Pour le chef du village, nombreuses sont les règles quotidiennes auxquelles on ne peut déroger, que ce soit en famille ou au sein de la communauté. Par exemple, se laver les mains avec de l’eau parfumée aux fleurs de pamplemousse avant et après chaque repas, ne pas parler lors des repas, ne pas s’approcher de l’autel à l’heure du repas, ou encore ne pas manger de viande de chien ou de buffle. Car "ces animaux domestiques sont considérés comme des membres à part entière de la famille", explique-t-il. Et d’ajouter: "Jamais nous ne déposons de viande sur l’autel des ancêtres, de peur de le salir. Car il s’agit de l’endroit le plus sacré de la maison!".
Par ailleurs, tous les villageois savent chanter le "Phuon", un air traditionnel, et danser aux sons des tambours. "Ces traits culturels font aussi notre fierté", affirme Nùng Y Hoo.
L’homme, un buveur invétéré
Les Xuông vivent dans les lieux les plus reculés du pays |
Photo: Song Anh/CVN |
"Au-delà de ces charmantes coutumes bien préservées, il reste néanmoins chez nous des mœurs arriérées qu’il faut abandonner", avoue timidement Nùng Y Hoo. Et de citer en premier lieu le fléau de l’alcoolisme. "Les hommes boivent, beaucoup trop. Pour eux, mieux vaut souffrir de la faim que de faire une croix sur l’alcool".
Depuis toujours, après les récoltes, les Xuông peuvent vendre leur riz mais certainement pas leur maïs, destiné à être transformé en alcool. Chaque famille produit en effet son propre alcool de maïs.
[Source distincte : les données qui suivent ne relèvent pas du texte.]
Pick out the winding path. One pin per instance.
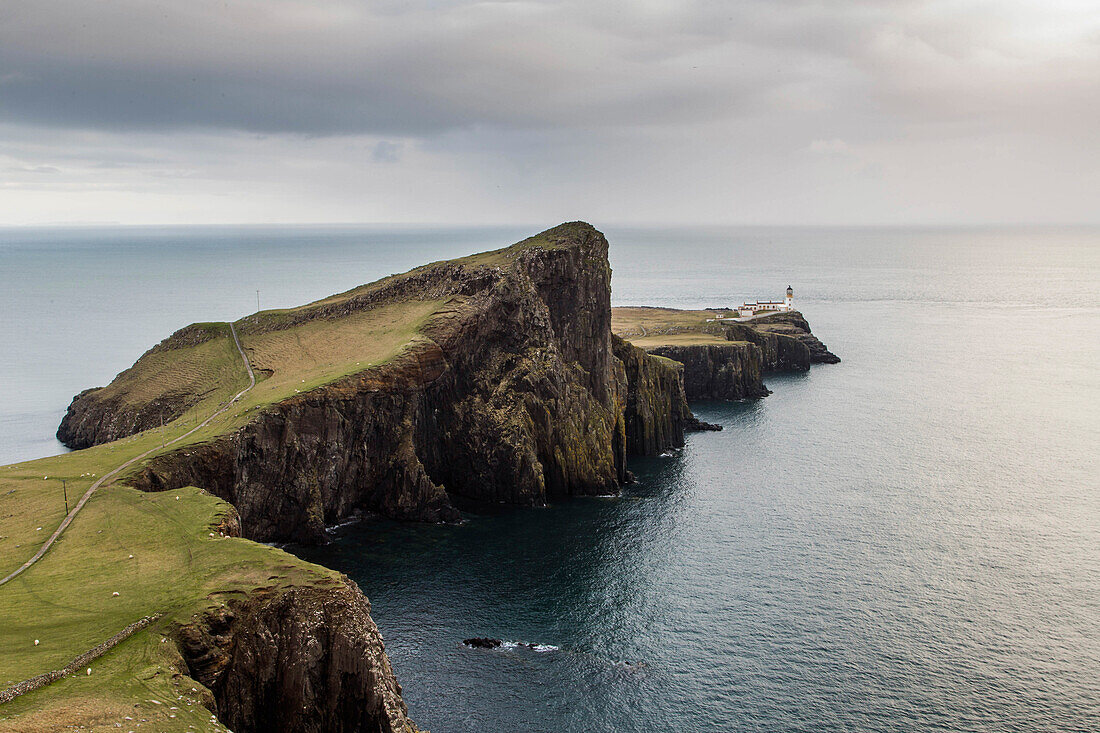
(107, 477)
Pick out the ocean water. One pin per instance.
(906, 540)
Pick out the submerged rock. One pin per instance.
(483, 643)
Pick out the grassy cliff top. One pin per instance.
(298, 349)
(648, 327)
(156, 550)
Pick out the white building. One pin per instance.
(768, 306)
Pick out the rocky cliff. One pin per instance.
(794, 326)
(305, 659)
(656, 413)
(718, 371)
(725, 360)
(509, 394)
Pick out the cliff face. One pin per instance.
(735, 370)
(301, 659)
(510, 394)
(718, 371)
(656, 412)
(792, 325)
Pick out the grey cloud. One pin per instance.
(337, 67)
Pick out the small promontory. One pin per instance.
(723, 358)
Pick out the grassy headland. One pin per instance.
(161, 551)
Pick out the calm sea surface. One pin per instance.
(906, 540)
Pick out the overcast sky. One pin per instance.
(755, 111)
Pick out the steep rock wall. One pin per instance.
(306, 659)
(512, 395)
(793, 325)
(779, 352)
(728, 371)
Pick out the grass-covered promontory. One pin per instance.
(163, 553)
(649, 327)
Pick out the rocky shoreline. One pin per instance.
(515, 392)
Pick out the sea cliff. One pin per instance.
(724, 359)
(509, 392)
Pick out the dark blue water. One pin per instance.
(906, 540)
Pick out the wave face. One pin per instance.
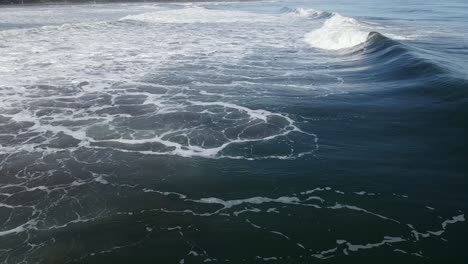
(193, 133)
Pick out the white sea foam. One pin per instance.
(338, 32)
(195, 14)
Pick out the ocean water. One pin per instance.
(239, 132)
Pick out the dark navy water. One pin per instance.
(281, 132)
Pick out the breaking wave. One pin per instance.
(338, 32)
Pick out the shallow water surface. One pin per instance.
(284, 132)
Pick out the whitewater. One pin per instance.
(285, 132)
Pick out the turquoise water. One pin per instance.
(284, 132)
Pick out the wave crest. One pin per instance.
(306, 12)
(338, 32)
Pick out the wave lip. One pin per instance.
(338, 32)
(306, 12)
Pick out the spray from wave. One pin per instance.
(338, 32)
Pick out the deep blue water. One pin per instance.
(283, 132)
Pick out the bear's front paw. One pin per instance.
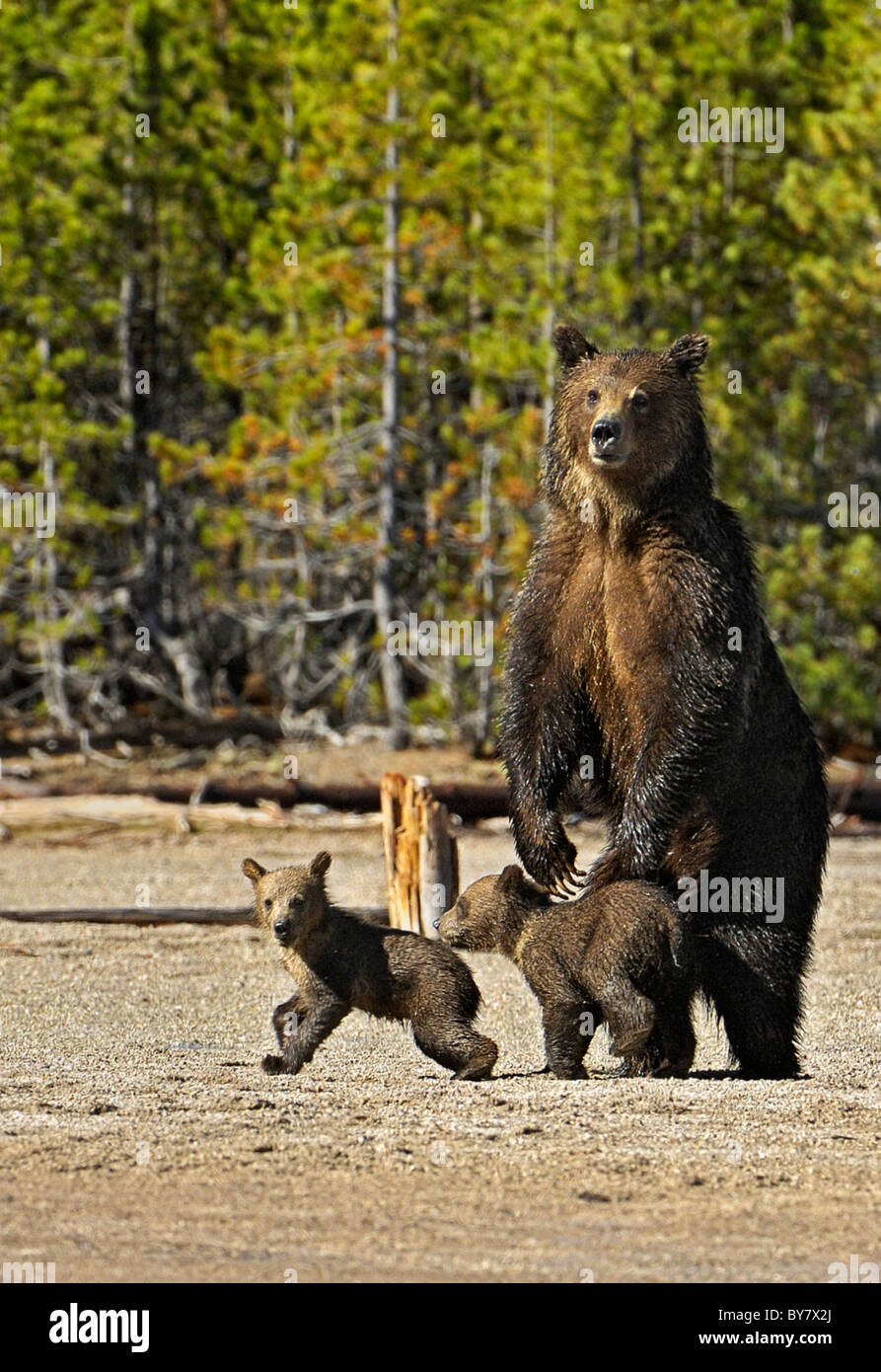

Une autre particularité des Xuông est leur capacité à assimiler rapidement différentes langues, notamment celles des ethnies à proximité desquelles ils vivent.
Un certain don pour les langues
"Il semblerait que nous ayons un don pour les langues. Il nous suffit d’entrer en contact avec quelqu’un d’une autre ethnie pour en peu de temps être en mesure de dialoguer dans sa langue", révèle Vi Van Pao, un jeune homme Xuông, qui peut parler une dizaine de langues d’ethnies différentes, y compris l’anglais. "J’ai appris l’anglais pendant les jours de marché à Dông Van en interagissant avec des touristes. À présent, je suis en mesure de faire le guide, de présenter aux visiteurs étrangers les mœurs et coutumes de notre ethnie!", vante-t-il avec un large sourire.
À l’école de la commune qui réunit des élèves de diverses ethnies dont les Giáy, H’mông, Muong, Tày, Nùng, Dao, Lô Lô…, ce sont les enfants Xuông qui sont les premiers capables de parler les langues de leurs camarades. "Une ethnie multilingue?", se demande-t-on. Il s’agit en tout cas d’un phénomène singulier dont l’origine reste à ce jour inexplicable.